Novo estudo científico mostra, pela primeira vez, que brincar com bonecas desenvolve a empatia e as competências sociais das crianças


03 Oct

Barbie® juntou-se a diversos neurocientistas da Universidade de Cardiff para explorar, através da neuroimagem, os benefícios de brincar com bonecas.

  • Os resultados comprovam que brincar com bonecas ativa regiões cerebrais que estão associadas ao processamento de informações sociais e à empatia, o que permite às crianças trabalhar essas competências, mesmo quando brincam sozinhas;
  • O estudo revela ainda que brincar com bonecas, mesmo quando as crianças o fazem sozinhas, possibilita-lhes desenvolver mais a empatia e as suas competências sociais, quando comparado ao impacto de brincar com um tablet;
  • Para compreender a relevância do estudo, a Barbie realizou um inquérito global em 22 países e questionou 15.000 pais relativamente à inteligência emocional das crianças. Apesar de 91% dos pais classificarem a empatia como uma competência social fundamental para o desenvolvimento dos seus filhos, apenas 26% estão cientes de que brincar com bonecas pode ajudá-los nesse sentido, estimulando essas aptidões. Em Portugal, 47,6% dos pais afirma que a temática da inteligência emocional ganhou uma nova relevância no atual contexto pandémico, sendo que 59,8% se mostraram bastante preocupados com o modo como o COVID-19 pode afetar os filhos e a forma como interagem com os outros;
  • A Barbie, com o intuito de disponibilizar, a pais, cuidadores e crianças, ferramentas úteis que pretendem contribuir para o desenvolvimento das competências sociais das crianças, criou uma plataforma online, com o apoio da especialista em empatia, escritora e psicóloga educacional Dra. Michele Borba.

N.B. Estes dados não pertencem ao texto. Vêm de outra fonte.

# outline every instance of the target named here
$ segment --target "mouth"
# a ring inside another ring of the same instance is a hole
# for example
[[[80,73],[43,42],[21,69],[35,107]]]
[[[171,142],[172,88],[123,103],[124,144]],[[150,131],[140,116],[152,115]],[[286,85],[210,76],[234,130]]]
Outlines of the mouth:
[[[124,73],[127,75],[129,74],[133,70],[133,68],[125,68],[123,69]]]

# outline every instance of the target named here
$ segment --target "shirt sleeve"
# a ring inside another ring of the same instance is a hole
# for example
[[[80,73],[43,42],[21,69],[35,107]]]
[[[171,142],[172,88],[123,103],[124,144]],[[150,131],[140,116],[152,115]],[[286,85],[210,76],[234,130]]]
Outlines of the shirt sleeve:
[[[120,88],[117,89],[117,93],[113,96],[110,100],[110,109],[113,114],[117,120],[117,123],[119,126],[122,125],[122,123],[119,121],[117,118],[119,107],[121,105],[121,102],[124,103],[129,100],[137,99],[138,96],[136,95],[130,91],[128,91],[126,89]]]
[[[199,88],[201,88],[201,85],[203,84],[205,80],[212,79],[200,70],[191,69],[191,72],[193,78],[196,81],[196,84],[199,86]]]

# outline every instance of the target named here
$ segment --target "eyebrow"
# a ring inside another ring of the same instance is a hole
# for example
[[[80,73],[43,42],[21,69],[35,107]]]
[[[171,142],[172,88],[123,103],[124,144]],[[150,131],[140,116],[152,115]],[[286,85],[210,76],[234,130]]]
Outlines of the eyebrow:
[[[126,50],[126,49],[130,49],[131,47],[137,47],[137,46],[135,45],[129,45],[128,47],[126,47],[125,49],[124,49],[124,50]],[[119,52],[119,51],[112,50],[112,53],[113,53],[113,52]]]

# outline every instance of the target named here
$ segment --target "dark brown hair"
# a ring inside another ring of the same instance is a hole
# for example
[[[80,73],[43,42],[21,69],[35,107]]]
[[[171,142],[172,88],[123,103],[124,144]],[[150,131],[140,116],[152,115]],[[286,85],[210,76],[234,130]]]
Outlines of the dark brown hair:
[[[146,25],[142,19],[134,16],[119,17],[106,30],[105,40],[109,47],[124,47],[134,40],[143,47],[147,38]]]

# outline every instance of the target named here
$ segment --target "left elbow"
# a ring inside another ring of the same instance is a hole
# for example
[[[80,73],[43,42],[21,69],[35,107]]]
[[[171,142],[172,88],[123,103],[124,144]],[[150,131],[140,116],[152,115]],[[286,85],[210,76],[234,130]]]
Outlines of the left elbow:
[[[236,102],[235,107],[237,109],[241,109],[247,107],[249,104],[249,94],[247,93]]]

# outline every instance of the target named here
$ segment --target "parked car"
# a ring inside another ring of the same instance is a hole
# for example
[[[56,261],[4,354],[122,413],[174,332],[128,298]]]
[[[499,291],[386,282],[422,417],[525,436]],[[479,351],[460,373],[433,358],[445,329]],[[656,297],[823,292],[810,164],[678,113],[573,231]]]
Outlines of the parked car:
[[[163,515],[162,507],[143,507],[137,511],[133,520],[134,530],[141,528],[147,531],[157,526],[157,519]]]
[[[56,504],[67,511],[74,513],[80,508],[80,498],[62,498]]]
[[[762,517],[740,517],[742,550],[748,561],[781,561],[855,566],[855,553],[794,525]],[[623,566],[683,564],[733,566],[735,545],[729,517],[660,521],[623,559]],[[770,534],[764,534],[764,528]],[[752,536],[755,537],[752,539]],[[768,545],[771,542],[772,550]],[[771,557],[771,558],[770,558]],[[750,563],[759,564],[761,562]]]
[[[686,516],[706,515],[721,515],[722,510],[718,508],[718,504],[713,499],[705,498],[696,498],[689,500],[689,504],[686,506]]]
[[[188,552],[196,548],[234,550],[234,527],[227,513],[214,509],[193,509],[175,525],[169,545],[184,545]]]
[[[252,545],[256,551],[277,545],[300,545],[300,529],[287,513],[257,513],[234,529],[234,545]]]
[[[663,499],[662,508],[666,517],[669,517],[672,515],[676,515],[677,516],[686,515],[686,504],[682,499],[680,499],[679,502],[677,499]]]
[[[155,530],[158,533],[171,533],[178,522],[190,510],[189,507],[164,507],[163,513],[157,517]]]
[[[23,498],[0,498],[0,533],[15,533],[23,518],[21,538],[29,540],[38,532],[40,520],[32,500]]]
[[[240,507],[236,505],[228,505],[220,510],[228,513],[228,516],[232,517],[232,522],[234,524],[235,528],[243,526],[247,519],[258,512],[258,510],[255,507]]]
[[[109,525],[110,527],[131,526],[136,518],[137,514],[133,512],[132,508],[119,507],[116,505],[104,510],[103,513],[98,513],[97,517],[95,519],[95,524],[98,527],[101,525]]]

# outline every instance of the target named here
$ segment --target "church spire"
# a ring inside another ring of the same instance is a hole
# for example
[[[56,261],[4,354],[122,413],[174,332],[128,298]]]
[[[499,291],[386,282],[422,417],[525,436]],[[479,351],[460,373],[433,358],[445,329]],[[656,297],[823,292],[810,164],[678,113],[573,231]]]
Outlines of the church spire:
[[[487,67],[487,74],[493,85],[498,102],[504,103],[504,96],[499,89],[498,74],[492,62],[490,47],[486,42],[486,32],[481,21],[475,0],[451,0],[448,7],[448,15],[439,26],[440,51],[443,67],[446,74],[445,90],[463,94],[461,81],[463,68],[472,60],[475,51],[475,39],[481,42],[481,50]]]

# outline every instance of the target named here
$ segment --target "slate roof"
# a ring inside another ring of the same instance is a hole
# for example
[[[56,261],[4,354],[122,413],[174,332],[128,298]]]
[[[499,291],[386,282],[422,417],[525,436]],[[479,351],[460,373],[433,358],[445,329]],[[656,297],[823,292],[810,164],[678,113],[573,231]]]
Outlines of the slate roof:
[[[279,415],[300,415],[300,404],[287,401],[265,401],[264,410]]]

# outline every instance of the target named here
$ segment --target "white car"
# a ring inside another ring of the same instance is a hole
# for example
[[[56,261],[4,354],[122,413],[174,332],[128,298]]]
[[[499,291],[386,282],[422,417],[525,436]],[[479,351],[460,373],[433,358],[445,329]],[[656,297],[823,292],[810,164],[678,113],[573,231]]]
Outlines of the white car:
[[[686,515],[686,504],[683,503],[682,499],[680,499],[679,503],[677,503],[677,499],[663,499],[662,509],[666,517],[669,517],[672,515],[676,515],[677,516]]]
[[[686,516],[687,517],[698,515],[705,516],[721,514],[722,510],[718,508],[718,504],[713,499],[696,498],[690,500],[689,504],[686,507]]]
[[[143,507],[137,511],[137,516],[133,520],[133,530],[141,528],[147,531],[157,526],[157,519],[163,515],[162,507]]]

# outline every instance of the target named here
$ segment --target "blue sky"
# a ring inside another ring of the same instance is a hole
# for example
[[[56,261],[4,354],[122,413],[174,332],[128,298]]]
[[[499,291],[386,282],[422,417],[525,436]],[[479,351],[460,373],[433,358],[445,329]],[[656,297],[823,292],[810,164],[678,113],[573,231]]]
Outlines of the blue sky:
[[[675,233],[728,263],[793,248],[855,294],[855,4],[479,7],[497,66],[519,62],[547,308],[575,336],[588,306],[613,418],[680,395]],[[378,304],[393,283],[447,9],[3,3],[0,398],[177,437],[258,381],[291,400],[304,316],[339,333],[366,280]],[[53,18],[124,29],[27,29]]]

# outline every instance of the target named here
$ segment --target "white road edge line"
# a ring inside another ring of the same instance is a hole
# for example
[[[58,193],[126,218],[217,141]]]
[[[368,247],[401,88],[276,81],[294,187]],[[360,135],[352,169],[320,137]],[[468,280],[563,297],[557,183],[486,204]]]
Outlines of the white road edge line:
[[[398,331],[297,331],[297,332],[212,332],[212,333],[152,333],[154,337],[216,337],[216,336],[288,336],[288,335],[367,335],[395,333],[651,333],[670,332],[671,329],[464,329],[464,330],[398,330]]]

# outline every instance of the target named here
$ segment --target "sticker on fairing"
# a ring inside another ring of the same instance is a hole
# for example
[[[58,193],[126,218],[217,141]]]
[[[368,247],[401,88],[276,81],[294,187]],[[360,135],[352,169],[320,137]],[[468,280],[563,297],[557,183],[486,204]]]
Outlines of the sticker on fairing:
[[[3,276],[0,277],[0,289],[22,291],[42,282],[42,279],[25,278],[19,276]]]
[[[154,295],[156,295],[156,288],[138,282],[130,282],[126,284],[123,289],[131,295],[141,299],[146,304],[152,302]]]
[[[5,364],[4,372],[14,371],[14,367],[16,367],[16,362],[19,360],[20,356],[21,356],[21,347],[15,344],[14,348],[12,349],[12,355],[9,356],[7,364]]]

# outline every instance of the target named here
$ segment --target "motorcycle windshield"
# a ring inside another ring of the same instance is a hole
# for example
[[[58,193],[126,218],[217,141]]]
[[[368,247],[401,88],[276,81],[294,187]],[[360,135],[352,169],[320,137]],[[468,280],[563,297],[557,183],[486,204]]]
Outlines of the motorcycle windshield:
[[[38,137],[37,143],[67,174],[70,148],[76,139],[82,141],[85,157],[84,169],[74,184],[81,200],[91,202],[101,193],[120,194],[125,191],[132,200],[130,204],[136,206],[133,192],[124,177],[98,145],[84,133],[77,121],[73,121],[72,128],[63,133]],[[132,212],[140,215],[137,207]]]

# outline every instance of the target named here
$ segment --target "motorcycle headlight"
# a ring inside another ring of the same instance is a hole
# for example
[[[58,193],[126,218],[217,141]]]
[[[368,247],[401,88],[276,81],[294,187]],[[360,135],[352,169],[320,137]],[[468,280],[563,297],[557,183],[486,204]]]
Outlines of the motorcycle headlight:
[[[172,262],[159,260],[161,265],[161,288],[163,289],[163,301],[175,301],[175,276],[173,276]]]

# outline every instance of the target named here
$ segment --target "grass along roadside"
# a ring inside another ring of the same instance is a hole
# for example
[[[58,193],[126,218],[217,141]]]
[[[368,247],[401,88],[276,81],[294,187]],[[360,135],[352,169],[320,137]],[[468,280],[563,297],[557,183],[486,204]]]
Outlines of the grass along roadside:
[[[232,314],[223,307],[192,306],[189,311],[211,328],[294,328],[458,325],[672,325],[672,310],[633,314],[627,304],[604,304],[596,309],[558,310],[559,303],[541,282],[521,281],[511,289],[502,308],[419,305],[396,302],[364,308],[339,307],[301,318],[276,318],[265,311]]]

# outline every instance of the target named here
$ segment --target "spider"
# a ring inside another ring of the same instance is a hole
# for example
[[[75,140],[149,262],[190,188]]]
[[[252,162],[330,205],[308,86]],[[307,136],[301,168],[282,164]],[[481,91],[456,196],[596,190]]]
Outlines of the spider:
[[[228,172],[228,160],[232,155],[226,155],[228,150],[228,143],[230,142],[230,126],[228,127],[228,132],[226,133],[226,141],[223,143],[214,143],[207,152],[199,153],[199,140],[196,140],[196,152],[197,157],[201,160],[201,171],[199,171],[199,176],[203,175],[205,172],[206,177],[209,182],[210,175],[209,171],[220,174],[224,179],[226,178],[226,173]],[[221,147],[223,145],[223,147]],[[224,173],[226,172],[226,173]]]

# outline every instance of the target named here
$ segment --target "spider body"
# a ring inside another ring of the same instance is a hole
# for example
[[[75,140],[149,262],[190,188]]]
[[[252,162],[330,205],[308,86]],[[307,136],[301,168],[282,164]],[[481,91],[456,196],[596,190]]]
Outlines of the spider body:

A Barbie®, juntamente com uma equipa de neurocientistas da Universidade de Cardiff, lança os resultados de um novo estudo científico, no qual foi utilizada, pela primeira vez, a neurociência para explorar o impacto positivo que brincar com bonecas provoca nas crianças. Os resultados do “Exploring the Benefits of Doll Play through Neuroscience comprovam que a atividade lúdica em questão ativa regiões cerebrais que permitem às crianças desenvolver a empatia e as capacidades de processamento de informações sociais, mesmo quando brincam sozinhas.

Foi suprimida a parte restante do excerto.